In general, Dr. Suh will pursue medical treatment options before considering procedural options. For allergic rhinitis patients, he educates patients about understanding their triggers for allergies and prescribes nasal steroid sprays and antihistamines. In non-allergic rhinitis patients, he recommends ipratropium bromide, which can also be used as a trial to see if cryotherapy would resolve their symptoms. He notes that sprays need to be used for at least 1 month before they show effects and that they should be used 30 minutes before trigger exposure for allergic rhinitis patients. He does not think that saline rinses help much with rhinitis, as they contain no medications to reduce swelling and dampen nerve stimulation.

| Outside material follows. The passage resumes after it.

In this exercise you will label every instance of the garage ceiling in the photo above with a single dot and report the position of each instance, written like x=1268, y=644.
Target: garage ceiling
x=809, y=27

Next, Dr. Suh explains two procedural options for chronic rhinitis: radioablation therapy and cryotherapy. Both procedures have similar success rates, but he prefers to use cryotherapy in patients with non-allergic rhinitis who have a positive response to ipratropium bromide. The procedure involves inserting balloon a into the middle meatus of the nasal cavity and in order to deliver liquid nitrogen to the nasal mucosa overlying the posterior nasal nerve. He explains different considerations for performing cryotherapy in the office versus in the OR. He also explains his anesthesia protocol and how to mitigate the common post-operative complaint of an “ice cream headache”, which he prophylactically treats with gabapentin. Radiofrequency ablation with the RhinAer procedure also targets the posterior nasal nerve, but it has other complications, like damaging other nerves that allow for the tearing of eyes. He chooses the cryotherapy option more often because it does not require as good visibility as the radiofrequency ablation therapy does.
Finally, he explains his postoperative care regimen which includes starting the patient back on their usual nasal sprays. His patients take 2 weeks to see results, and cryotherapy is effective in 80% of his patients. He notes that patients with recurrent rhinitis may need recurrent treatments.